¿Ya ha renovado la suscripción a Filmin?
He visto Ícaro: la semana en llamasEl documental en español sobre las protestas de octubre de 2019 en Barcelona ha provocado la ira (una tormenta en un vaso de agua en Twitter) de algunos patriotas apasionados que han llamado a boicotear la plataforma Filmin, que lo ofrece hasta el 31 de este mes. El documental en cuestión es tan inepto y risible, tan burdo y torpe, que cuesta creer que alguien pueda sentirse ofendido por una porquería de este calibre. Dentro del extenso y espléndido catálogo de Filmin (un regalo del cielo para cualquier amante del cine, al que no pienso renunciar por nada, y mucho menos por ningún llamamiento patriótico), Ícaro: la semana en llamas Sin duda, encajaría en la sección dedicada a las series B más extravagantes e inverosímiles, junto a las divertidísimas producciones de Troma y las películas de terror con kétchup. El juicio del Juicio, con el magistrado Marchena presidiendo un tribunal descaradamente parcial, fue la causa de la revuelta de Urquinaona y también marcó el punto en el que se desbordaron algunas cloacas estatales que aún hoy lo obstruyen todo. Pero eso es una cosa y un documental que parece escrito y hecho por los personajes de... Martínez, la fachaNo sé qué aspecto tendrá esto entre los estrenos de Filmin de esta semana, pero dada la historia de la plataforma, me niego a darle más importancia. En cualquier caso, lean la crítica de Mònica Planas sobre la pieza, y encontrará —como siempre— un análisis de solventes.
El ataque a la sede de Filmin en Barcelona por parte de independentistas de cartón piedra (hasta el nombre, Nosaltres Sols, parece una broma) es un acto de barbarie, y nada más, pero sobre todo es pura y simple imbecilidad. Y lo mismo cabe decir de los acalorados comentarios en redes sociales de los guardianes y custodios de la patria catalana. Este tipo de reacciones furiosas (más aún contra una plataforma como Filmin, comprometida con el catalán más que ninguna otra) son una expresión de impotencia y miopía proporcional a la estupidez que provoca el tono apologético, gorila, baboso y/o pedante —a veces a la vez— de los especialistas en señalar traidores y conspiradores.

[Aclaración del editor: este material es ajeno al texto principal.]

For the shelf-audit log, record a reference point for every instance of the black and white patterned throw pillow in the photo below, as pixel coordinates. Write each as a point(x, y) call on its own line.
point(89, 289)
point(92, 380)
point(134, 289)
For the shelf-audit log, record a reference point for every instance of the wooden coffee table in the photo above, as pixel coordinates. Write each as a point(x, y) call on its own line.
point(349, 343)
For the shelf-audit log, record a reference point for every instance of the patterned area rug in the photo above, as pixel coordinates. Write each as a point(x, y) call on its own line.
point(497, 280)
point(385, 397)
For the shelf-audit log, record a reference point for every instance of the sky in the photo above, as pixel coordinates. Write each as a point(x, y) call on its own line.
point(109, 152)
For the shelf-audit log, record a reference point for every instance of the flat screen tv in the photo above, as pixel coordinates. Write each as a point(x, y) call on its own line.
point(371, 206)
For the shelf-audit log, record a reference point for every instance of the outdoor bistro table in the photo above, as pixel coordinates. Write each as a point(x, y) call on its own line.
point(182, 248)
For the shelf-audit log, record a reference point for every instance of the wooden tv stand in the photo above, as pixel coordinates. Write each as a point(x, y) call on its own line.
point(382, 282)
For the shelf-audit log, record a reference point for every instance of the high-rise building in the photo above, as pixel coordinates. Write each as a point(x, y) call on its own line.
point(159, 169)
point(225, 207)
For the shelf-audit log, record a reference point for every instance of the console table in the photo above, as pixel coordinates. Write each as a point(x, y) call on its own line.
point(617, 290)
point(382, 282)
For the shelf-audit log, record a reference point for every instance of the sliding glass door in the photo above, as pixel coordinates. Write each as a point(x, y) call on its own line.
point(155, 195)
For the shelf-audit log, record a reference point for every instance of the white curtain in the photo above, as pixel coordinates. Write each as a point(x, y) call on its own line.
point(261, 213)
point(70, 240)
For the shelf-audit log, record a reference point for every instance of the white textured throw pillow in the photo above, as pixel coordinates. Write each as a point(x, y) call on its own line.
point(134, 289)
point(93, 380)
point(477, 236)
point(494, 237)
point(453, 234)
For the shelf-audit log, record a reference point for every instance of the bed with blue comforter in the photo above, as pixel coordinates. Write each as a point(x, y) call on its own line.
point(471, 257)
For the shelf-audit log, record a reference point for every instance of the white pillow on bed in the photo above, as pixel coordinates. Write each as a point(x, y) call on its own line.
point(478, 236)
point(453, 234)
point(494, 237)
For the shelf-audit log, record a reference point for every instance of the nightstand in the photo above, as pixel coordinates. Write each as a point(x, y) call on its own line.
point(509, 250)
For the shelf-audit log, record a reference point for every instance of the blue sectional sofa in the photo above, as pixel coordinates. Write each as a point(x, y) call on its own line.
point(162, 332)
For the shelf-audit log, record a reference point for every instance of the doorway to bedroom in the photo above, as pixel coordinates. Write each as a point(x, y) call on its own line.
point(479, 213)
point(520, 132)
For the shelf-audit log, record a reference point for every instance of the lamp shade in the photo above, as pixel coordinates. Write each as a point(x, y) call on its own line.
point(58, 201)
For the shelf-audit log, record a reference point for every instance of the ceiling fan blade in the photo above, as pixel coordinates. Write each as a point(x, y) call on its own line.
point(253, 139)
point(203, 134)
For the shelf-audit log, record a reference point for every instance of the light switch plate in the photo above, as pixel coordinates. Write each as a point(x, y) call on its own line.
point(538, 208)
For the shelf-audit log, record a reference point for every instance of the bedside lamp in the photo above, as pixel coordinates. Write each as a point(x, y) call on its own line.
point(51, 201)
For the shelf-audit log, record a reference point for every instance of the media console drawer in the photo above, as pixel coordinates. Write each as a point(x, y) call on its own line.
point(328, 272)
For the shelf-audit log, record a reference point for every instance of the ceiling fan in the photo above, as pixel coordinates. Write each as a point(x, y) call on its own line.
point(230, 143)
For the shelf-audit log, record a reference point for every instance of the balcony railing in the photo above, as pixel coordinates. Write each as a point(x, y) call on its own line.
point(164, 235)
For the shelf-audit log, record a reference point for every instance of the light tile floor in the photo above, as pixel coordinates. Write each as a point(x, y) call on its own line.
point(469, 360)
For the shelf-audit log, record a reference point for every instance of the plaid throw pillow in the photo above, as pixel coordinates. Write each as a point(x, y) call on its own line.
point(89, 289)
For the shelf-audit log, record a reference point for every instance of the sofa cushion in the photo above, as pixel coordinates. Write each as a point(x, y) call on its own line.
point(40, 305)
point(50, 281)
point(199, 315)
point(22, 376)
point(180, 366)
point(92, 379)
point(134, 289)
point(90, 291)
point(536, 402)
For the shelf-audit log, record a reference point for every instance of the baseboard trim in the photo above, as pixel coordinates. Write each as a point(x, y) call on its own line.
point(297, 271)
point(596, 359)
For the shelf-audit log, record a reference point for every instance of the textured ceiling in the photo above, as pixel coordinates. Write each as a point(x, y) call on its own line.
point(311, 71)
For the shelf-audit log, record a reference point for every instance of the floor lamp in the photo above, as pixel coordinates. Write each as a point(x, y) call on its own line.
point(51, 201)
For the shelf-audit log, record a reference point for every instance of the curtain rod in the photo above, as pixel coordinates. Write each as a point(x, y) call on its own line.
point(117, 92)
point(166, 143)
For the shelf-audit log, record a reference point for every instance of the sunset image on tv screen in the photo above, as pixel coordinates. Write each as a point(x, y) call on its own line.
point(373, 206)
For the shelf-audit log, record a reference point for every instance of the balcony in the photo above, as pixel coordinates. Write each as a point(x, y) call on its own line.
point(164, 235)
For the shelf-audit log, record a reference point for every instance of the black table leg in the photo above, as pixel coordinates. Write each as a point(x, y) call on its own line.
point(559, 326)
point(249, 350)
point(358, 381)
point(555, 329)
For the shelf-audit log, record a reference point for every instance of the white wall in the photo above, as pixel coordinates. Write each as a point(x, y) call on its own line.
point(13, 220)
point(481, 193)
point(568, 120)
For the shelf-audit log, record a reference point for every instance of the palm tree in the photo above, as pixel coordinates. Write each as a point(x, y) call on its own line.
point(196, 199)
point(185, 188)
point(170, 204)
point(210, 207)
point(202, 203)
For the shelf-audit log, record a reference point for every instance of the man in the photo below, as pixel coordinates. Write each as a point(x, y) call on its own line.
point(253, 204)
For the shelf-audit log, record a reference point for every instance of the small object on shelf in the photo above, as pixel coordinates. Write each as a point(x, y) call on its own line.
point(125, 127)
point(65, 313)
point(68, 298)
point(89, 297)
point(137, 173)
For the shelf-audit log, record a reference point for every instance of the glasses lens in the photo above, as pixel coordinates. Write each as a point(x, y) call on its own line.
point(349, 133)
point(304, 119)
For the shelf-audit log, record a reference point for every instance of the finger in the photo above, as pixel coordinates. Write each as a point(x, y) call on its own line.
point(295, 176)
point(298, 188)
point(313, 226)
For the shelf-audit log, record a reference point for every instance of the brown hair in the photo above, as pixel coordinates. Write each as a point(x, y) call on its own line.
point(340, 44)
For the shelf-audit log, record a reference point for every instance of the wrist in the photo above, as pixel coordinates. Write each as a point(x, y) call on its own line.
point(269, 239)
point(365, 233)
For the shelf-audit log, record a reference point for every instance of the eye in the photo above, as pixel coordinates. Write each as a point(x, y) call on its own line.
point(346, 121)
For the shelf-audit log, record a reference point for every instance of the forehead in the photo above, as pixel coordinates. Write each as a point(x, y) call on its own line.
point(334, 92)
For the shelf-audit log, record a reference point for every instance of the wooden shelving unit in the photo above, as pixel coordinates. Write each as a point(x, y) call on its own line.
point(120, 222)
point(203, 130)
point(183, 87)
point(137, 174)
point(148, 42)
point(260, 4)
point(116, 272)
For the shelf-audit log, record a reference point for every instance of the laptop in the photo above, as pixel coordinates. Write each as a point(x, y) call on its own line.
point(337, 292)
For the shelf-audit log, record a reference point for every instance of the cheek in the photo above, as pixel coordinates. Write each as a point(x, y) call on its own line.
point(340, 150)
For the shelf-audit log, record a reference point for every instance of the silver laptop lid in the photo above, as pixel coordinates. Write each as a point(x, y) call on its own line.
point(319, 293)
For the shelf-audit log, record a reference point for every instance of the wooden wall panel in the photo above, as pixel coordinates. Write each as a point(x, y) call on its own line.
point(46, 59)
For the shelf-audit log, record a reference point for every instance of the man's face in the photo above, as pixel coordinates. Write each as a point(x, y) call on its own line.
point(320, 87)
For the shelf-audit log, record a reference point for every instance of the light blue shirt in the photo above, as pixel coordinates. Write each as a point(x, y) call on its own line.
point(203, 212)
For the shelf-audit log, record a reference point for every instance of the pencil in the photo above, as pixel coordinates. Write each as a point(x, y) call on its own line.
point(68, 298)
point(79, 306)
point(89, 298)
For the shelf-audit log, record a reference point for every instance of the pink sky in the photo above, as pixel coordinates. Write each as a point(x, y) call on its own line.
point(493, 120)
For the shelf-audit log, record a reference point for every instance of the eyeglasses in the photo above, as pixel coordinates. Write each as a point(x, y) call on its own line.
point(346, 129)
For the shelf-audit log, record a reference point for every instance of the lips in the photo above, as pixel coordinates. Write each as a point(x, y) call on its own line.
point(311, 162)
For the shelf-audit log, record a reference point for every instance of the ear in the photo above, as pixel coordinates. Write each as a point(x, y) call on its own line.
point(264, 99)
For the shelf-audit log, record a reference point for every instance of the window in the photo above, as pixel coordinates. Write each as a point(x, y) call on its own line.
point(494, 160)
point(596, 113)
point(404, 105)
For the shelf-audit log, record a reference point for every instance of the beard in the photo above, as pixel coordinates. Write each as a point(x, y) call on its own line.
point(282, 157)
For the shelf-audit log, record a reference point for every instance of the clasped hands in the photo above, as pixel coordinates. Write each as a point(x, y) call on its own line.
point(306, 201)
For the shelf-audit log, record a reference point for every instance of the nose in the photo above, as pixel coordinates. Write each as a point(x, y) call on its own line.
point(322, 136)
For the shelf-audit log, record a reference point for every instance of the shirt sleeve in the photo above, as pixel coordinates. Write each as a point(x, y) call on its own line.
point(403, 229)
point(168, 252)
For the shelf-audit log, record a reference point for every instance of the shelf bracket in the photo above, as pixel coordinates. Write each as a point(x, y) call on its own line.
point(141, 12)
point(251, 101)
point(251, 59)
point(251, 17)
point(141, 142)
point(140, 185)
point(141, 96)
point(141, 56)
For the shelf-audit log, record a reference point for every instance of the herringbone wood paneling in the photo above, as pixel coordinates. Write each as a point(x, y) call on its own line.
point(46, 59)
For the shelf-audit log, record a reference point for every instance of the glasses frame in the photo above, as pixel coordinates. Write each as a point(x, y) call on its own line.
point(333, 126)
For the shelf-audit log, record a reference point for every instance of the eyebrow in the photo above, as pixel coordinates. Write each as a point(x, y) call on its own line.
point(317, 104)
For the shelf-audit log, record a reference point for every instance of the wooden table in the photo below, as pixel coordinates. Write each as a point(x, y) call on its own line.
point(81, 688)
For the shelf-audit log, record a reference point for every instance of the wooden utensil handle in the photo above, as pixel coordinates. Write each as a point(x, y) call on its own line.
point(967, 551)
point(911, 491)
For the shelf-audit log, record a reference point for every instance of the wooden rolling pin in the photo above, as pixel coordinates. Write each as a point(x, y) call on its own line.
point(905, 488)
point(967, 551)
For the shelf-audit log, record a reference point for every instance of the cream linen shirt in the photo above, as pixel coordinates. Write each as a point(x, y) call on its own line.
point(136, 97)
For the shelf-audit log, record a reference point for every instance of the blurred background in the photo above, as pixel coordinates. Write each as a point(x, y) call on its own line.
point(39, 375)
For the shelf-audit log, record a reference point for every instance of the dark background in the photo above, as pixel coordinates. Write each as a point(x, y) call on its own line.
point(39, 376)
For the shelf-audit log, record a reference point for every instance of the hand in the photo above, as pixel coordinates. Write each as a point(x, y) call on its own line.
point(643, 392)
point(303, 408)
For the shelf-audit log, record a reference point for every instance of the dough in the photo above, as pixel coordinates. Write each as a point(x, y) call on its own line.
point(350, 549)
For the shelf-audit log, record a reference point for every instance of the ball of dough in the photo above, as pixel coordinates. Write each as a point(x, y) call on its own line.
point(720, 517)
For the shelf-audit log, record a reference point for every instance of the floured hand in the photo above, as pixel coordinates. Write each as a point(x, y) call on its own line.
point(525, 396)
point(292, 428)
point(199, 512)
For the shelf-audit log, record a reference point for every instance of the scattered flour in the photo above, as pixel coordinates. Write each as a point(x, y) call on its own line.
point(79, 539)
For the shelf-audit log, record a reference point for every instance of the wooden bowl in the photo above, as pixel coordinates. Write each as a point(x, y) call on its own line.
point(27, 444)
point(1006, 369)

Episodios como este revelan por qué el independentismo ha perdido en los últimos años, y por qué volverá a perder cada vez que se proponga hacer algo importante: porque no solo produce patriotas y vendedores de humo (este tipo de personajes están por todas partes), sino que también los escucha y les da crédito. Esto produce un independentismo anquilosado, rancio, caduco y crispado, que apesta a pedos, que se mueve en un bucle infinito entre el lloriqueo y el insulto, que ahora vive para pintar grafitis en la sede de Filmin y suda para empapelar una heladería donde un camarero argentino se niega a hablar catalán, y que no llega a ninguna parte porque lo que dice es tan autorreferencial, tan inmaduro, tan estéril, que a nadie más le interesa ni lo entiende. Mientras tanto, Vox y el PP se cuelan en el espacio de centralidad, apresurándose a reivindicar como suya la defensa de las libertades que odian y atacan.